A partire da un’indagine sul rapporto di
Henry Moore con il dato naturale e con i principi di ritmo e forma ad esso
sottesi, verrà costruita una narrazione che muove dalla relazione tra
l’immagine dell’artista e il paesaggio
roccioso, per poi svilupparsi intorno allo studio della natura e delle
vicendevoli mutazioni tra elemento naturale e figura umana, fino ad arrivare
alla rappresentazione della forma primordiale. L’attenzione per
la forza strutturale che soggiace alle diverse conformazioni naturali, unita
all’osservazione dell’anatomia umana e dello spazio circostante, costituisce il
fondamento di una ricognizione su alcuni motivi iconografici ricorrenti nella
produzione grafica di Moore. Tra questi, si distinguono i paesaggi, le rocce,
gli alberi, gli animali, i monoliti, le mani dell’artista.
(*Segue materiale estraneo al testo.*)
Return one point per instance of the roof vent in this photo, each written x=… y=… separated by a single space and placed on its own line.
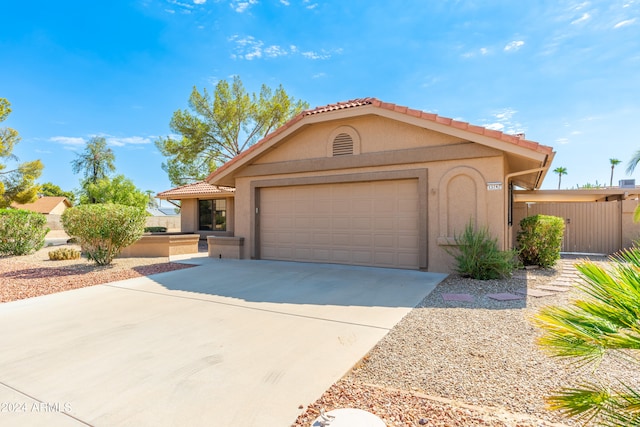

La scelta dei temi è dettata dalla volontà
di “scavare” in una
zona del lavoro di Henry Moore finora poco indagata e meno nota al grande
pubblico italiano, la cui conoscenza è legata soprattutto alle
sculture che rappresentano figure sdraiate e ai disegni della Seconda Guerra
Mondiale. Collegati da una comune ricerca sulla struttura e sulla forma, i soggetti
individuati consentono di rileggere la produzione di Moore rivelando importanti
richiami alla tradizione anglosassone, tra pittura romantica di paesaggio (il
riferimento è, in particolare, ai disegni dedicati agli eventi atmosferici, a
Turner ad esempio) e osservazione più prettamente scientifica (si pensi ai
disegni dedicati agli animali tipici di una certa cultura anglosassone). Il
motivo delle mani permette infine di approfondire un altro tema caro
all’artista. Per Moore, infatti, esse non costituiscono solamente uno strumento
indispensabile dell’attività artistica, ma sono a loro volta un soggetto che
consente di veicolare un ampio spettro di emozioni, sensazioni, sentimenti.
Era tempo ormai che la città di Firenze,
culla dell’umanesimo in arte tornasse a rendere omaggio a Henry Moore, lo
scultore moderno che più di ogni altro ha saputo interpretare e sviluppare la
lezione dei grandi maestri del Rinascimento, dando vita a un’esperienza nuova,
diversa anche se consequenziale per molti aspetti a quella di Masaccio e
Donatello, di Brunelleschi e Michelangelo. “Un’arte che oggi è ancora più che mai esemplare in
quanto al di là di argomentare sul suo astrattismo o meno si avverte sempre la
presenza dell’uomo, nel suo rapporto con la storia e la natura, con i suoi
tormenti e le sue inquietudini, con i suoi conflitti e le sue riconciliazioni”,
ha dichiarato il direttore del Museo Novecento.
Un nuovo umanesimo in arte di cui Moore era
consapevole: “Disapprovo
l’idea secondo cui l’arte contemporanea sarebbe un atto di fuga dalla realtà.
Il fatto che l’opera d’arte non abbia come scopo la riproduzione fedele delle
sembianze della natura non è motivo sufficiente per ritenere che essa sia uno
strumento di evasione dal mondo e dalla vita: al contrario, è proprio attraverso
l’arte che è possibile addentrarsi ancor più profondamente nella vita stessa.
L’arte non è un sedativo o una droga, né un semplice esercizio di buon gusto, e
neppure un abbellimento della realtà con piacevoli combinazioni di forme e di
colori; è invece una espressione del significato della vita e un’esortazione a
impegnarvisi con sforzi ancora maggiori”. Sono parole di Moore, che
valgono come viatico a questa mostra e forse anche a chi voglia ancora trovare
nell’arte uno strumento per migliorare il proprio rapporto con la realtà, gli
altri e la natura che ci circonda, sulla Terra e nel cosmo.